On Saturday, we held a retreat for all those who will joining our church at Easter. During the course of the day, I had the chance to speak to a small group of guys about how to be a man in today’s society.
We all had similar experiences, and we agreed that it’s hard to be a man of faith today. With so many competing forces, most of us are pulled, almost to the breaking point. Some guys do break, falling into all kinds of difficulties.
A common denominator in both men and women going through difficulties is that they feel isolated from others. They may feel lonely, discouraged, distant from even the loving people who surround them, including spouses.
We may all experience these feelings from time to time, but to have them consistently is a red flag that should be addressed.
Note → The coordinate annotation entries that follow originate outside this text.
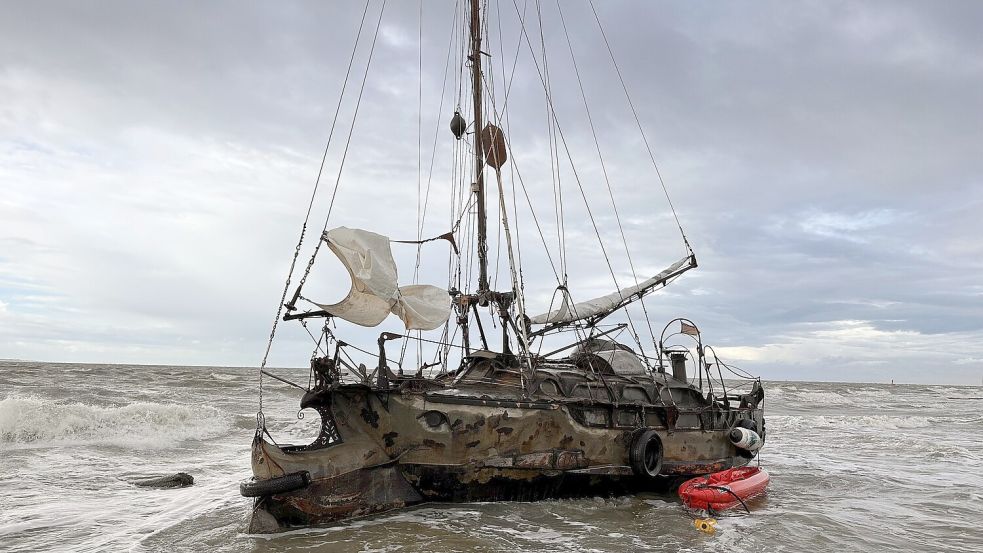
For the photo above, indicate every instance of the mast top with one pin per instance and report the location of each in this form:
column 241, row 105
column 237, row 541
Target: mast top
column 479, row 162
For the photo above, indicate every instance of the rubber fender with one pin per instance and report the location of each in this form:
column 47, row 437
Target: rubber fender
column 273, row 486
column 645, row 454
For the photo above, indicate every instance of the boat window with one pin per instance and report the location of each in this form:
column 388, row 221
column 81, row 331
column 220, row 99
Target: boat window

Maybe a conversation with a trusted friend, a pastor, or a therapist might be needed to help you get back on track. Joining some type of fellowship group might also help overcome feelings of isolation.
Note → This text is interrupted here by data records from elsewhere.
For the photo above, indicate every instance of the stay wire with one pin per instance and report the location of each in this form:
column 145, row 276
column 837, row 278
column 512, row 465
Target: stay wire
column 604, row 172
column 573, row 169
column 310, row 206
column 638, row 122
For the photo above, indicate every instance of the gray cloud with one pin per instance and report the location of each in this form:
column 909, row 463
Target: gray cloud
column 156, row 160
Just last night, I began a discussion with a group of guys from my church about forming such a group. Each of us has experienced the pain of isolation, and we came together to talk about how much we needed other guys to talk to in a positive and uplifting environment. In the end, we decided that we needed to move forward, so our first official get together is set for the Sunday after Easter.
With so many issues confronting us each day, I think it’s become critical to be surrounded by people who will lift us up, while at the same time holding us accountable. If you are lucky to have this, congratulations. You’ve set yourself up well.
If you don’t, begin working on developing a strategy to overcome your isolation. It may not be easy, but in the end, I think you’ll be better because of it. Give it a try.
Here’s some ideas to help get things moving:
- If you belong to a church, speak to one of the clergy/staff about what groups you might be able to join.
- Talk to a trusted friend/coworker/family member about what you might be struggling with. Don’t be surprised if they want to share their own struggles with you.
- Find others who you have something in common with, such as a gardening group, bridge club, etc.
- Join a support/fellowship/self-help group in your area.
- Bring everything to God, who is always there to listen and help.